Governed by: ISA 240 paragraph 11 (definitions of fraud); ISA 450 paragraph 4(a) (definition of misstatement)
Key Takeaways
- The difference between error and fraud is intent; the financial effect can be identical.
- Fraud triggers ISA 240 obligations including communication to governance and possible reporting to regulators.
- Errors require evaluation under ISA 450 but do not trigger ISA 240's fraud-specific procedures.
- When the auditor cannot determine whether a misstatement is error or fraud, they must treat it as potential fraud.
Worked example: Lindström Engineering Oy
Finnish engineering company, FY2024, revenue €65M, IFRS.
Misstatement 1 (error): €145K supplier invoice recorded in wrong period. Clerk confirms late processing. No intent identified.
Misstatement 2 (suspected fraud): €89K credit note issued 28 December with no underlying return, complaint, or contractual basis. Sales director authorised without supporting correspondence. Team extends credit note testing, finds two more unsupported credit notes (€52K). Total suspected fraud: €141K.
Error vs fraud comparison
| Dimension | Error | Fraud |
|---|---|---|
| Definition | Unintentional misstatement (ISA 450.4(a)) | Intentional act involving deception (ISA 240.11) |
| Intent | Absent | Present |
| Governing standard | ISA 450 | ISA 240 |
| Communication | Management | Management + governance + possibly regulator |
| Effect on risk assessment | May indicate control deficiency | Requires reassessment of fraud risk |
What reviewers get wrong
- Teams skip the ISA 240.35 evaluation, recording every misstatement on the ISA 450 schedule without asking the intent question.
- Teams classify a misstatement as error because the perpetrator said it was a mistake.
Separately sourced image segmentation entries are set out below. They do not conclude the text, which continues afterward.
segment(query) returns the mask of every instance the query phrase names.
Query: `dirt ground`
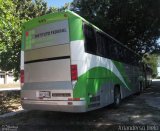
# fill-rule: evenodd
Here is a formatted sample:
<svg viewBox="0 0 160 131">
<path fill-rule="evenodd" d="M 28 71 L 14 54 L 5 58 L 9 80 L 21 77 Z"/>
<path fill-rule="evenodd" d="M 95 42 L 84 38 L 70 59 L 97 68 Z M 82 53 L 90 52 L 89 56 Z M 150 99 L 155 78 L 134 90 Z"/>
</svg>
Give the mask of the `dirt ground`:
<svg viewBox="0 0 160 131">
<path fill-rule="evenodd" d="M 119 108 L 112 106 L 87 113 L 28 111 L 0 118 L 0 125 L 18 130 L 135 130 L 160 131 L 160 81 L 143 94 L 124 99 Z"/>
</svg>

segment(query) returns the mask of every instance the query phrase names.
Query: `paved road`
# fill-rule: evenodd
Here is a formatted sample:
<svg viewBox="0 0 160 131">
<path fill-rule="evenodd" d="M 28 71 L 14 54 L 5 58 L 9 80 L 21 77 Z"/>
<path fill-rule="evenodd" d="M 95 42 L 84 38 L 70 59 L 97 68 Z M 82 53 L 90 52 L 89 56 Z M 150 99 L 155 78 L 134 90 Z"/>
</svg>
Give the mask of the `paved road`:
<svg viewBox="0 0 160 131">
<path fill-rule="evenodd" d="M 23 130 L 122 130 L 126 125 L 140 125 L 138 130 L 159 131 L 160 81 L 154 81 L 140 96 L 124 99 L 118 109 L 108 106 L 80 114 L 28 111 L 0 118 L 0 125 L 18 125 Z"/>
</svg>

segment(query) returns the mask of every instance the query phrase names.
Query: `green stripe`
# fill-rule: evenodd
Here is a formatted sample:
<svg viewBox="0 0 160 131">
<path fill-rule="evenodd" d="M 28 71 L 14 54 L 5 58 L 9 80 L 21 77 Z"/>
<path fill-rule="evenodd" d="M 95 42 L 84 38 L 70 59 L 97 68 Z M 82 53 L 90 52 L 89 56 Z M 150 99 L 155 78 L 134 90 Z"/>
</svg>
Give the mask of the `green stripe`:
<svg viewBox="0 0 160 131">
<path fill-rule="evenodd" d="M 89 104 L 88 94 L 96 95 L 101 87 L 107 83 L 119 84 L 122 87 L 126 87 L 112 71 L 104 67 L 94 67 L 78 78 L 73 90 L 73 97 L 84 97 L 87 104 Z"/>
</svg>

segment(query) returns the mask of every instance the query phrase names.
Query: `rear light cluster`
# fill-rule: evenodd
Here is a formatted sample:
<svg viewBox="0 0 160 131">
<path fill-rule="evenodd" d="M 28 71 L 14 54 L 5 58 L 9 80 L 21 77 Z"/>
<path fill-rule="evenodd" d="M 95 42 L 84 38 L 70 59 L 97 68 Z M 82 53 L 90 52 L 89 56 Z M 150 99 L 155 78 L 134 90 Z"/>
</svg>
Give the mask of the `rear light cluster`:
<svg viewBox="0 0 160 131">
<path fill-rule="evenodd" d="M 77 80 L 78 79 L 78 72 L 77 72 L 77 65 L 71 65 L 71 80 Z"/>
<path fill-rule="evenodd" d="M 68 101 L 80 101 L 80 98 L 68 98 Z"/>
<path fill-rule="evenodd" d="M 21 70 L 21 83 L 24 83 L 24 70 Z"/>
</svg>

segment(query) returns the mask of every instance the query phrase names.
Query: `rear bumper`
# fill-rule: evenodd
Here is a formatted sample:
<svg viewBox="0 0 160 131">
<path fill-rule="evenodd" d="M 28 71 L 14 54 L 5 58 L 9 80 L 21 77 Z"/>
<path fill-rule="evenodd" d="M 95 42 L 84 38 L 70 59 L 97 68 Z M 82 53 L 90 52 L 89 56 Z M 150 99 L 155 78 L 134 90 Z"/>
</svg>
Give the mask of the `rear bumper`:
<svg viewBox="0 0 160 131">
<path fill-rule="evenodd" d="M 68 102 L 72 102 L 72 105 Z M 85 101 L 35 101 L 22 100 L 22 107 L 29 110 L 46 110 L 61 112 L 86 112 Z"/>
</svg>

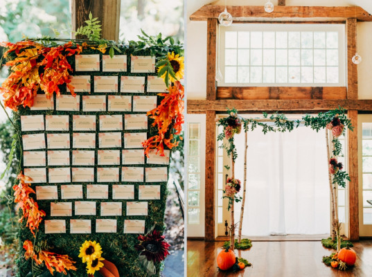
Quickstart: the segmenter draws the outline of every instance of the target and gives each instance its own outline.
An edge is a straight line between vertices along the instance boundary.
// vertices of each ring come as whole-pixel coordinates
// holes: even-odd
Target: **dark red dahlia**
[[[134,246],[134,248],[141,251],[140,255],[145,255],[148,260],[160,262],[169,255],[168,250],[170,245],[165,240],[165,235],[161,235],[160,232],[156,230],[145,235],[139,235],[139,244]]]

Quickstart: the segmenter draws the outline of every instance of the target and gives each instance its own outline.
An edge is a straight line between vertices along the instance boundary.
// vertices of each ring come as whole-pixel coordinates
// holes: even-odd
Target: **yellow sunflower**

ISA 240.A9 notes that determining intent is difficult; if characteristics suggest fraud, treat as suspected fraud regardless of management's explanation.
Related terms
Related reading
Frequently asked questions
What is the difference between an error and fraud in auditing?
Intent. An error is an unintentional misstatement; fraud is an intentional act involving deception. The financial effect can be identical, but the auditor's obligations differ significantly under ISA 240 and ISA 450.
What should the auditor do when they cannot determine if a misstatement is error or fraud?
ISA 240 requires the auditor to treat it as potential fraud and follow the fraud-specific communication and risk reassessment procedures until the matter is resolved.